To be sure, a different rule might apply where the airline was aware of the passenger's peculiar physical or emotional state or of any difficulty or distress that the passenger suffered during the flight. See American Airlines, Inc. v. Marchant, 249 F.2d 612, 613-14 (1st Cir. 1957) (per curiam). But in this case, there is no evidence that American knew that Sprayregen had a head cold, and it is agreed that Sprayregen never informed American of the discomfort that he experienced upon the descent of the plane. The court therefore finds that American had no duty to warn Sprayregen of the dangers of flying with a head cold.

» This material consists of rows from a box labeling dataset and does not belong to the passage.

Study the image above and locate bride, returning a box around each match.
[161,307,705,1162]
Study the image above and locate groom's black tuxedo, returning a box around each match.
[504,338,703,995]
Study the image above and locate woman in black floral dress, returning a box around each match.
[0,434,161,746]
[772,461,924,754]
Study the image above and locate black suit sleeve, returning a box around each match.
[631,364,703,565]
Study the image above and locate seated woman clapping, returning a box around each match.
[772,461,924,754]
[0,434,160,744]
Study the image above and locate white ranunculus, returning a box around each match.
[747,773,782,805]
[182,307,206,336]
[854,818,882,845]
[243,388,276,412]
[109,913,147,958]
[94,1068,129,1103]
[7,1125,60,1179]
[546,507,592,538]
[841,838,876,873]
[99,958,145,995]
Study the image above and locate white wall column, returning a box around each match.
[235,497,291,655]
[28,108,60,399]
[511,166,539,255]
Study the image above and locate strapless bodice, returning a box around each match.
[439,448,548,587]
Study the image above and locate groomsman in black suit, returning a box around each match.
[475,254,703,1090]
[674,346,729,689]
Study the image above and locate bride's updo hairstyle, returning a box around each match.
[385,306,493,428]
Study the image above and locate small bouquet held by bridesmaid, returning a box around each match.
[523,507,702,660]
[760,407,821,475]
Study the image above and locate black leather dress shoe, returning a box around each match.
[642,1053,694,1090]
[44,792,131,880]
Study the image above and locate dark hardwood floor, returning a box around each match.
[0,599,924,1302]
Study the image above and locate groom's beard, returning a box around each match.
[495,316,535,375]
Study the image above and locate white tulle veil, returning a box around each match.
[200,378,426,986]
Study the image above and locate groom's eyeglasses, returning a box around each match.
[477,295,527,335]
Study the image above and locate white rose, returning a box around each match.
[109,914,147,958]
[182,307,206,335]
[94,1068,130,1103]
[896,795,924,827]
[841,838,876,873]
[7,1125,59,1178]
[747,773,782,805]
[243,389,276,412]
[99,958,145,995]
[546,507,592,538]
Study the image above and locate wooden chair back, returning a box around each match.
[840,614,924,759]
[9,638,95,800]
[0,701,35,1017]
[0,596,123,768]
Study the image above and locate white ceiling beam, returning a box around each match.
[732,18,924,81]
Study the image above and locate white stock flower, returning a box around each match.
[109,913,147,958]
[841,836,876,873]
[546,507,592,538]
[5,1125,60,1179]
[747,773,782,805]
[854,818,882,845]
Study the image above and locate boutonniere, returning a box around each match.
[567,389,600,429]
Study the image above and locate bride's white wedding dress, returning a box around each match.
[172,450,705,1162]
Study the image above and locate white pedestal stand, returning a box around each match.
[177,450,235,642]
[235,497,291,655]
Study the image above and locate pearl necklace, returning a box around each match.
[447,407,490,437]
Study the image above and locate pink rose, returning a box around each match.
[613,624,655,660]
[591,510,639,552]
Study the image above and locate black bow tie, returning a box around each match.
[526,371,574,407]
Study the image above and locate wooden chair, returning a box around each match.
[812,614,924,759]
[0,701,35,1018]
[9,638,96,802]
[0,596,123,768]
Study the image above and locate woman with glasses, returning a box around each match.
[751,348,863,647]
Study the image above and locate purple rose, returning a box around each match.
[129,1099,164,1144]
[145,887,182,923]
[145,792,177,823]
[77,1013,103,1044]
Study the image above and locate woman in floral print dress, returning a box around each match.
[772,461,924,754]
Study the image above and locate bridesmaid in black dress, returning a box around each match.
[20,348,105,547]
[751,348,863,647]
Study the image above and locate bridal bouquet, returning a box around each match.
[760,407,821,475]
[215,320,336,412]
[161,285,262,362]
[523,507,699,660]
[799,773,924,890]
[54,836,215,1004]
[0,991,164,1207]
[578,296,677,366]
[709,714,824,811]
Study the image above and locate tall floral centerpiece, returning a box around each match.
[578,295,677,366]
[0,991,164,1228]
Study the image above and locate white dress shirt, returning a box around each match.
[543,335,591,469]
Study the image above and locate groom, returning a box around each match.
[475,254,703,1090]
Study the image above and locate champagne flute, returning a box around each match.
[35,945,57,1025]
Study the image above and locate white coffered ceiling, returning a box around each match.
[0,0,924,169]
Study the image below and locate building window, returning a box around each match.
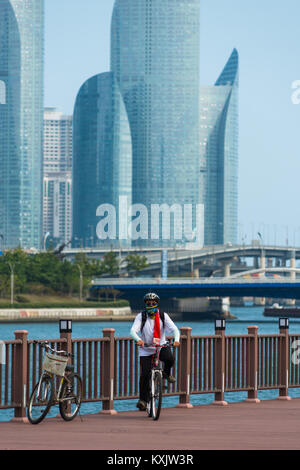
[0,80,6,104]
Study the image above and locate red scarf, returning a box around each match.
[153,309,160,344]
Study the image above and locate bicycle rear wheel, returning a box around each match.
[151,372,162,421]
[59,372,82,421]
[27,375,55,424]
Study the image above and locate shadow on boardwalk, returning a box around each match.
[0,399,300,451]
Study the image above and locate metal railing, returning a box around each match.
[0,326,300,418]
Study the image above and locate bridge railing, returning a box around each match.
[0,326,300,419]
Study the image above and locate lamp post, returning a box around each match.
[0,233,5,251]
[44,232,50,251]
[75,264,83,302]
[7,261,15,305]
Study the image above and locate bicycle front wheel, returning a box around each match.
[59,373,82,421]
[151,372,162,421]
[27,375,55,424]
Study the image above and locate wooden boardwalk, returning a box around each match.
[0,398,300,455]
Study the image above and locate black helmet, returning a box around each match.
[144,292,160,303]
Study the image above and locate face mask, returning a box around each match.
[146,304,157,317]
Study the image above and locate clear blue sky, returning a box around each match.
[45,0,300,245]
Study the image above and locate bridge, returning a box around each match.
[91,277,300,299]
[62,243,300,277]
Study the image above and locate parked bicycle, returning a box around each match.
[27,341,82,424]
[145,341,170,421]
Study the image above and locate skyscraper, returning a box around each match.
[111,0,200,246]
[0,0,44,248]
[43,108,72,243]
[73,72,132,246]
[200,49,239,245]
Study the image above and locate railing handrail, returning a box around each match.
[0,326,300,416]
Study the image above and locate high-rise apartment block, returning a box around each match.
[0,0,44,248]
[43,108,72,243]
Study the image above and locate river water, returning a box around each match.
[0,306,300,421]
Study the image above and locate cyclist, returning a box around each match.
[130,292,180,411]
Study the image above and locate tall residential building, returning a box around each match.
[73,72,132,246]
[111,0,200,246]
[43,108,72,243]
[0,0,44,248]
[200,49,239,245]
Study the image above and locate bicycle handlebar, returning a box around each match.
[140,341,170,348]
[33,340,75,358]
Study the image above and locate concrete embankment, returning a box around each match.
[0,307,135,323]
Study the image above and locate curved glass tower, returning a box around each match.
[0,0,44,248]
[73,72,132,246]
[200,49,239,245]
[0,0,21,248]
[111,0,200,245]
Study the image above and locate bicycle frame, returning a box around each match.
[37,344,69,402]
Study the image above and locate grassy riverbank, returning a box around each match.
[0,294,129,309]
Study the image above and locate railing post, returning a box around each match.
[245,326,260,403]
[277,318,291,400]
[100,328,117,415]
[59,320,72,354]
[212,319,227,406]
[12,330,28,423]
[177,327,193,408]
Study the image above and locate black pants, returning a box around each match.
[140,346,174,402]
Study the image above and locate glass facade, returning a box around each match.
[200,49,238,245]
[0,0,44,248]
[73,72,132,246]
[111,0,200,246]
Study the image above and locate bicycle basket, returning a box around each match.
[43,353,68,377]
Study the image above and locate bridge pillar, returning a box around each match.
[223,261,231,277]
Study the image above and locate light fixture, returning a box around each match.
[279,318,289,329]
[215,318,226,330]
[59,320,72,333]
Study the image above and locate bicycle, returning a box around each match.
[145,341,170,421]
[27,341,82,424]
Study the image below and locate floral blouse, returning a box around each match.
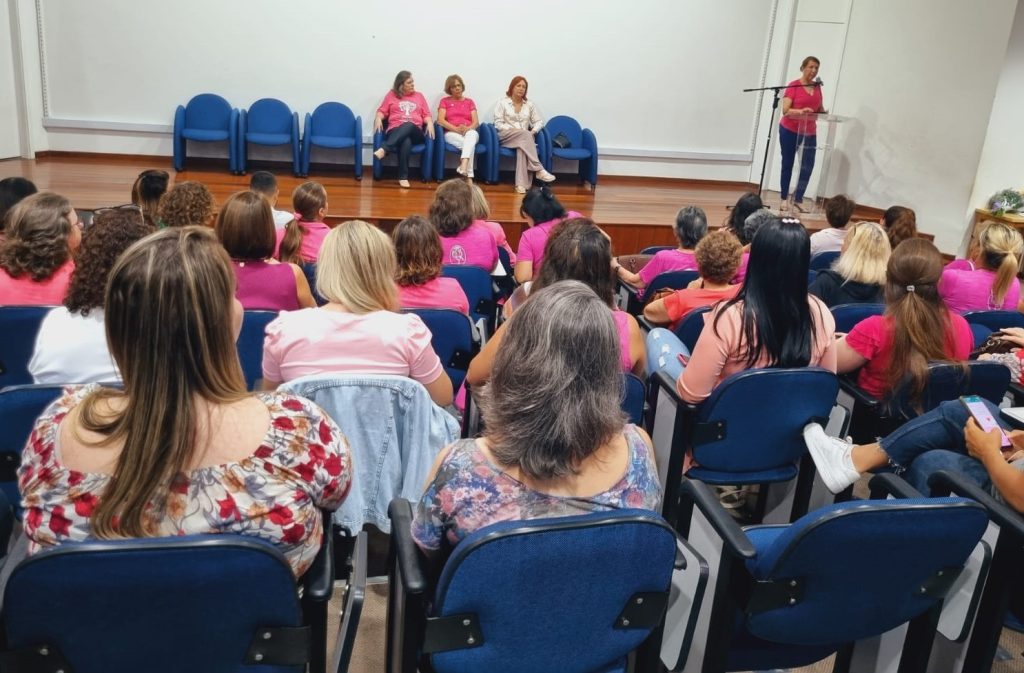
[413,425,662,550]
[17,384,352,576]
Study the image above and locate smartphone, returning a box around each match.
[961,395,1013,449]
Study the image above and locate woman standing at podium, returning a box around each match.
[778,56,825,212]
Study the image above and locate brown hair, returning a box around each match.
[391,215,444,287]
[213,192,278,259]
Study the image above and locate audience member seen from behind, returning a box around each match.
[615,206,708,296]
[647,218,836,403]
[29,206,153,383]
[0,192,82,306]
[811,194,857,257]
[430,180,498,272]
[413,281,660,554]
[374,70,434,187]
[263,220,452,407]
[214,192,316,310]
[157,180,215,227]
[249,171,294,229]
[808,222,892,308]
[643,229,742,329]
[391,215,469,314]
[939,222,1024,313]
[18,226,351,575]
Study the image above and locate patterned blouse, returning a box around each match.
[17,384,352,576]
[413,425,662,550]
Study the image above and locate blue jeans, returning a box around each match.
[778,125,818,203]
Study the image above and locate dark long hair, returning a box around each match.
[714,218,821,367]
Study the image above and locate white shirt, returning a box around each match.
[29,306,121,383]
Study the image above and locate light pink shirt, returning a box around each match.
[263,308,444,385]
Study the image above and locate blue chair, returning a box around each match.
[666,474,988,673]
[174,93,242,173]
[829,304,886,334]
[239,98,302,176]
[386,500,702,673]
[299,102,362,180]
[0,528,366,673]
[544,115,597,187]
[0,306,53,388]
[237,310,278,390]
[434,124,498,184]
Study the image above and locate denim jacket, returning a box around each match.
[281,374,459,533]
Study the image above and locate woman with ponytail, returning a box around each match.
[939,222,1024,313]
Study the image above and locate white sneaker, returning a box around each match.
[804,423,860,494]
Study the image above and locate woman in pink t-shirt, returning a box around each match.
[391,215,469,316]
[374,70,434,187]
[263,220,452,406]
[0,192,82,306]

Although the court has found that American had no duty to warn, that does not end the matter. In their pretrial brief, plaintiffs assert that their case is not limited to the duty to warn issue. The complaint alleges that American acted negligently in the operation of the plane during the descent into Phoenix. Since material questions of fact remain as to whether, apart from its failure to warn, American acted negligently in some other respect, the case cannot be disposed of in its entirety on this motion for summary judgment.
For the reasons discussed above, American's motion for summary judgment is denied.